Sometimes it’s waiting up at all hours for your beloved to come home from the bar, getting up to who knows what, while you cry all alone. It’s hard to feel romantic when your other half comes in stinking of alcohol, acting a fool, and trying to put the moves on you, and you’ve had hours — maybe years — of resentment bubbling up inside.
If only there were a candy heart that could say what you really feel — preferably one that starts with an “F” and ends with a “U.”
At least you’ll always have Loretta Lynn. While her best friend Tammy Wynette would famously sing “Stand By Your Man,” Lynn lived it, married to the same man, Oliver “Doolittle” Lynn, from age 15 until his death nearly 50 years later.
Doolittle’s hard-drinking and womanizing gave Lynn an endless supply of misery, but also an endless source of material.

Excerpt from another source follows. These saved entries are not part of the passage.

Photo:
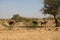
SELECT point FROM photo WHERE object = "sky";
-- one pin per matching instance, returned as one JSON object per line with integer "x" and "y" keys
{"x": 25, "y": 8}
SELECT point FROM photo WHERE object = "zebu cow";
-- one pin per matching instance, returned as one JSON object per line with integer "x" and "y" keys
{"x": 43, "y": 22}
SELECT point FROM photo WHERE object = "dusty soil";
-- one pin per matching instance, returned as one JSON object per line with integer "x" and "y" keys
{"x": 30, "y": 34}
{"x": 48, "y": 33}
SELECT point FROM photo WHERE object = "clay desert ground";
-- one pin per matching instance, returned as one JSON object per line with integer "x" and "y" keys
{"x": 46, "y": 33}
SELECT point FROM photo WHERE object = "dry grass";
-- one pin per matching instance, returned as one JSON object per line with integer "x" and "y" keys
{"x": 47, "y": 33}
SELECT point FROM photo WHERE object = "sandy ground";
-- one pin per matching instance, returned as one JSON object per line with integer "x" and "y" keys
{"x": 30, "y": 34}
{"x": 25, "y": 34}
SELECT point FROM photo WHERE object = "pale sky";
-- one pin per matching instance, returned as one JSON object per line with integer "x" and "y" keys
{"x": 26, "y": 8}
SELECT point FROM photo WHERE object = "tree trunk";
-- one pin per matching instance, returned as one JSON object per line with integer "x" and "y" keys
{"x": 56, "y": 21}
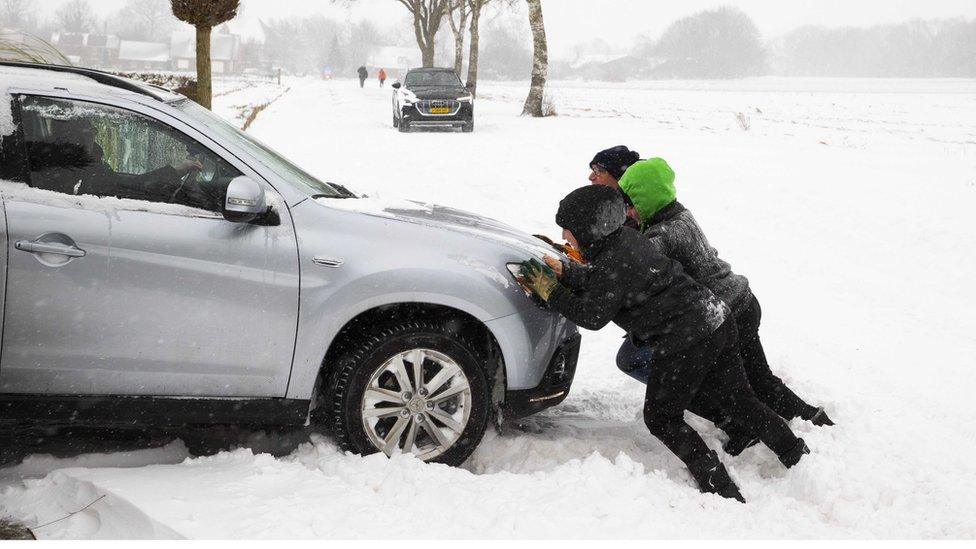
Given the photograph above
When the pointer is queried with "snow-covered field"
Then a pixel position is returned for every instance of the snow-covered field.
(848, 204)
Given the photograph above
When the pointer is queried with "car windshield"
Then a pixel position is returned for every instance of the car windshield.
(272, 160)
(432, 78)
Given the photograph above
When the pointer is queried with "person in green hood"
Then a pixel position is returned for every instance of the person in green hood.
(648, 186)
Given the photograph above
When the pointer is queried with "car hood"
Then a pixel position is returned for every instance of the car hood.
(443, 217)
(439, 93)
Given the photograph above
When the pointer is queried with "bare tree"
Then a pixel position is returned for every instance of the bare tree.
(474, 8)
(76, 16)
(18, 14)
(204, 15)
(462, 9)
(427, 18)
(150, 20)
(540, 61)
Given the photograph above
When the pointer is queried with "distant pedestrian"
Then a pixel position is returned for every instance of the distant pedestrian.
(362, 75)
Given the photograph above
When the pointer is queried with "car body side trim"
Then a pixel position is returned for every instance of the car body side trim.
(126, 411)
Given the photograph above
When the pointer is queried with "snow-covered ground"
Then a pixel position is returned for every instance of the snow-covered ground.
(848, 204)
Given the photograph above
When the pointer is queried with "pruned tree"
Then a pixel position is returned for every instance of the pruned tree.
(204, 15)
(427, 18)
(540, 61)
(460, 9)
(76, 16)
(474, 11)
(20, 15)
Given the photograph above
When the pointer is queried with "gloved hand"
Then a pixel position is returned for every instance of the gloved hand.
(538, 277)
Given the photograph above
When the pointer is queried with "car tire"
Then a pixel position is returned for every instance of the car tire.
(375, 404)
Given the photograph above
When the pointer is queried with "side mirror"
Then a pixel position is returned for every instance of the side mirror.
(245, 200)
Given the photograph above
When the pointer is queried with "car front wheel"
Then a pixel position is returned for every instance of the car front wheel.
(411, 388)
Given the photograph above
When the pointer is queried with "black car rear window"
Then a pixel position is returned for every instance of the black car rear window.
(433, 78)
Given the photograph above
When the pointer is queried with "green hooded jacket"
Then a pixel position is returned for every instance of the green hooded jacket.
(650, 186)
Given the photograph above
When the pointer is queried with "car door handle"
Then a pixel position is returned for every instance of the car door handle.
(49, 248)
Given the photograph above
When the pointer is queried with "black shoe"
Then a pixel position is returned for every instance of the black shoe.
(713, 478)
(792, 456)
(738, 443)
(820, 418)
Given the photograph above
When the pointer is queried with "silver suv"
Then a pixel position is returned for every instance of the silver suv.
(162, 268)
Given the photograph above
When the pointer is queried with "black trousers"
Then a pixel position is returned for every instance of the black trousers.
(708, 372)
(768, 387)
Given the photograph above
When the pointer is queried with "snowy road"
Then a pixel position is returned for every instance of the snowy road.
(847, 203)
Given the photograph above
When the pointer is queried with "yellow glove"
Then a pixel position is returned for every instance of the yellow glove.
(538, 278)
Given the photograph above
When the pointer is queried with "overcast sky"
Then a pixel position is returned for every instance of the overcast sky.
(618, 22)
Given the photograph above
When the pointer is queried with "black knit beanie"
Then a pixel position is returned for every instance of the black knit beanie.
(591, 213)
(615, 160)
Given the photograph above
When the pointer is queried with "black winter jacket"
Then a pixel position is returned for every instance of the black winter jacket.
(639, 289)
(674, 232)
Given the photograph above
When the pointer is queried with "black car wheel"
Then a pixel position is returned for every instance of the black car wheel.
(414, 388)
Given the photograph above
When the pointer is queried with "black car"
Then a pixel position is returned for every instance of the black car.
(432, 97)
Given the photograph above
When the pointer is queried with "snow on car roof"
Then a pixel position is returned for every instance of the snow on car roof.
(39, 77)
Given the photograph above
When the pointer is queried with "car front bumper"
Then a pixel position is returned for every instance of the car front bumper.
(413, 116)
(554, 386)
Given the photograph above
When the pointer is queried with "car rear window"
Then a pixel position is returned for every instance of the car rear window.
(434, 78)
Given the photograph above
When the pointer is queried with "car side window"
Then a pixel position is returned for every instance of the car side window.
(84, 148)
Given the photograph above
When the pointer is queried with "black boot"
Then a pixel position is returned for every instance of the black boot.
(738, 443)
(792, 456)
(739, 438)
(712, 477)
(820, 418)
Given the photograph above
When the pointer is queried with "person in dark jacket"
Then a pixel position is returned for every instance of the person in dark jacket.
(673, 231)
(609, 165)
(363, 75)
(680, 323)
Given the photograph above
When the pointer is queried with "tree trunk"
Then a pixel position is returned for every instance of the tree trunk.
(458, 52)
(473, 48)
(540, 60)
(204, 83)
(427, 55)
(458, 28)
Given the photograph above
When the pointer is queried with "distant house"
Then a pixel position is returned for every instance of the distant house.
(135, 55)
(225, 52)
(88, 49)
(395, 60)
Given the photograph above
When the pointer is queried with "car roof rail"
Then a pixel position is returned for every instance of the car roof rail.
(101, 77)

Doolittle also recognized Loretta’s talent, however, buying her first guitar and encouraging her to perform.
When Lynn recorded her first hit, “I’m a Honky Tonk Girl,” in 1960, country music was dominated by male performers. Only a handful of female country singers had become superstars, most notably Kitty Wells and Patsy Cline.

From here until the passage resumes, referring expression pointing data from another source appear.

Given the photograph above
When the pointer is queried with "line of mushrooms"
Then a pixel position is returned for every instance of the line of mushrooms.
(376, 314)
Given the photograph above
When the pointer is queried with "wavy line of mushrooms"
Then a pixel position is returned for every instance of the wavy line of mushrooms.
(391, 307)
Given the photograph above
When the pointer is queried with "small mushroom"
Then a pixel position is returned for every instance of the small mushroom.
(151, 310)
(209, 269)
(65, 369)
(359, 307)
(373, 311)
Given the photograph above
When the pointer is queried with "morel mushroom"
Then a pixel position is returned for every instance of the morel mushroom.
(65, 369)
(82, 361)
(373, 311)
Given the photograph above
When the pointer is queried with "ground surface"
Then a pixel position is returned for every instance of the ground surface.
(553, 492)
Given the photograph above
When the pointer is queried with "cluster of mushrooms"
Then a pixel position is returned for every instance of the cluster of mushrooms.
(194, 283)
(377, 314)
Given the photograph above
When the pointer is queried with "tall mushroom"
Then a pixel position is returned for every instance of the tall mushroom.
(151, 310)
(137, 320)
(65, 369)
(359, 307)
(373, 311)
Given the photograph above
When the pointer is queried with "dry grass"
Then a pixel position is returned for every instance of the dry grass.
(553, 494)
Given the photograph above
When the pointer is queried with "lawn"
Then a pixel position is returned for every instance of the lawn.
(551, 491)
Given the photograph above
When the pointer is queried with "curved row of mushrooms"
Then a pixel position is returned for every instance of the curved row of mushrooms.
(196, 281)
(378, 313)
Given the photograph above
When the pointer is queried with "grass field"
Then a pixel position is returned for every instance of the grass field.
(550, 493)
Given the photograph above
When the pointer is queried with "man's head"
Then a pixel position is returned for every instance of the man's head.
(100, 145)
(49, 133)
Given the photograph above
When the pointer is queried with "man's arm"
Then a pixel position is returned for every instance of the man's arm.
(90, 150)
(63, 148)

Lynn started out imitating Wells’ vocal style and honky-tonk sound, as well as her tellin’-it-like-it-is attitude. After befriending Cline in the early ’60s, Lynn adopted some of her mentor’s elegant style and showmanship.
But while Cline embraced the strings-drenched, crossover Nashville Sound, Lynn never betrayed her Kentucky roots or the unglamorous side of her family life.

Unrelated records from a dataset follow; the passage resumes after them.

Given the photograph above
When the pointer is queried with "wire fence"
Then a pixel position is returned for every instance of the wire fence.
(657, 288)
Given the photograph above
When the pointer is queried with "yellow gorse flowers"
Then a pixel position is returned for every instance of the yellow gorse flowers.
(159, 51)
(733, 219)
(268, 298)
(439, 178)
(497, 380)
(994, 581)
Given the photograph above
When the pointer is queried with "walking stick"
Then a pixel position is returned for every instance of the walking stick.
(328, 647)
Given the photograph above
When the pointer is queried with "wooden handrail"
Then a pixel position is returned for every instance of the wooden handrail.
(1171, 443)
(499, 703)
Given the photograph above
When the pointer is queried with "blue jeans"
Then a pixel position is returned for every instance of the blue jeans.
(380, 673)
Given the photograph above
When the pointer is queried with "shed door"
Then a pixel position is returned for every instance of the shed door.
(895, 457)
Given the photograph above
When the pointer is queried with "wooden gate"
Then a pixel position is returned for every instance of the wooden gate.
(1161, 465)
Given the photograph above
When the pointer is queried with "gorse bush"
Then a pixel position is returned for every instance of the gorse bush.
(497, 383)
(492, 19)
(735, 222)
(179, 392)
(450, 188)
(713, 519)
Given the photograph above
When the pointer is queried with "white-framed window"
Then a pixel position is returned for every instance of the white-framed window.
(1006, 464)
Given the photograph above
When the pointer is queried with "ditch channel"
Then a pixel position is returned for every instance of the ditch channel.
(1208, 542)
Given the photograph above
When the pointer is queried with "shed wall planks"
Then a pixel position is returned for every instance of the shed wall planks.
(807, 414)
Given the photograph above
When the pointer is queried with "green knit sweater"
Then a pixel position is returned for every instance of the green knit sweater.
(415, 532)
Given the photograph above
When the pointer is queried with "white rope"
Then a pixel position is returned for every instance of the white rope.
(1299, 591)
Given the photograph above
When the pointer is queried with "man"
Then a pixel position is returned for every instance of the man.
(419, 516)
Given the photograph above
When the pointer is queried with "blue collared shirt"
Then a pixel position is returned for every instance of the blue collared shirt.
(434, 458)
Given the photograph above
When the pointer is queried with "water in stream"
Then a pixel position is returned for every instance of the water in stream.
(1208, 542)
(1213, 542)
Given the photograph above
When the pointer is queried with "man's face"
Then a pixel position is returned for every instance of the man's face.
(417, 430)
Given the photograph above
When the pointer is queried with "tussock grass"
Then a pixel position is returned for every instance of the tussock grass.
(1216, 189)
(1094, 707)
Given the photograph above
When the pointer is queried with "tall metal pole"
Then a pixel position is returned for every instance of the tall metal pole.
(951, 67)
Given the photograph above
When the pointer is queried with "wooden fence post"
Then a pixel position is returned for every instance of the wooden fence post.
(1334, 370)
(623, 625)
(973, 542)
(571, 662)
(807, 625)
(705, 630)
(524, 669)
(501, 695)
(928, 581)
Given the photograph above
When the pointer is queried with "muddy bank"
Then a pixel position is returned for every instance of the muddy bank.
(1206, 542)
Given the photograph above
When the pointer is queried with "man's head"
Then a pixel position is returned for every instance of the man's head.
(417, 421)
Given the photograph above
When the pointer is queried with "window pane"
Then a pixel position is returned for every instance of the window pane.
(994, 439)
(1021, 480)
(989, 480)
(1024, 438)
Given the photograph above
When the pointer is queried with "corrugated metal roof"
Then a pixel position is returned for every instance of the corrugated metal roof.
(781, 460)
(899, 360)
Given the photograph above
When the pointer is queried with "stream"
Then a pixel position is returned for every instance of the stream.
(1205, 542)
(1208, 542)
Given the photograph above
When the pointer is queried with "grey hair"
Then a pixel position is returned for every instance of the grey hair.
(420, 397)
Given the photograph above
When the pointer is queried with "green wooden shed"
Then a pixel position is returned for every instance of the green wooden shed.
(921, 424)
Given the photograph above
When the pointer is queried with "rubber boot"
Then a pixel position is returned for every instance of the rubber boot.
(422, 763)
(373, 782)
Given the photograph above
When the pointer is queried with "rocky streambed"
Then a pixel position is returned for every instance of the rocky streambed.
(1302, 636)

In fact, it was when she began focusing on her personal life story and point-of-view — and pushed for her self-written songs to become singles — that her popularity exploded.
But while she racked up a string of Top 10 country hits in the early-to-mid-’60s, her 1966 single “You Ain’t Woman Enough (To Take My Man)” was a turning point. It established her persona as a woman who could both stand by her man and stand up for herself.
Her next single, however, also proved she could stand up to her man. In “Don’t Come Home A-Drinkin’ (With Lovin’ on Your Mind),” she offers an ultimatum: “liquor and love they just don’t mix / leave the bottle or me behind.”
This isn’t a plea for temperance, but a protest that she’s being forced to stay home and miss out on the fun (“you never take me anywhere because you’re always gone”). He expects to be able to come home drunk and turn his amorous attentions to her; she’s too disgusted and upset to want him anywhere near her. This isn’t the submissive little country wife, but a woman with a mind and a will of her own.
Like her heroine Kitty Wells, whose 1952 classic “It Wasn’t God Who Made Honky Tonk Angels” was repeatedly banned on radio and television, Lynn faced censorship from the conservative country music establishment. But despite country radio’s lack of enthusiasm to play and promote the single, “Don’t Come Home A-Drinkin’” became a grassroots hit, bought by Lynn’s fans — and likely many, many women who understood the song’s meaning on a personal level.
Eventually, it became too popular for radio to ignore. Three months after its release, “Don’t Come Home A-Drinkin’” became Lynn’s first #1 hit — and made her the first woman to write her own country #1 single. (Her sister, Peggy Sue, a singer in her own right, also contributed.)
“Don’t Come Home A-Drinkin'” opened the floodgates. Lynn would earn an additional 10 country #1s over the next decade, as well as countless Top 10 hits.
She would continue courting controversy with many of her hits, including 1968’s “Fist City” (female violence), 1972’s “Rated ‘X’” (divorce), and 1975’s “The Pill” (birth control) — all of which topped the charts, even if they were (temporarily) banned.
This straightforwardness may have lifted some eyebrows, but it also made her one of the biggest stars in country music history, including the only female performer to be named Artist of the Decade (1970s) by the Academy of Country Music.
So this Valentine’s Day, savor your love songs and slow jams. For the other 364 days of the year, Loretta’s got your back.
It Was 50 Years Ago Today examines a song, album, movie, or book that was #1 on the charts exactly half a century ago.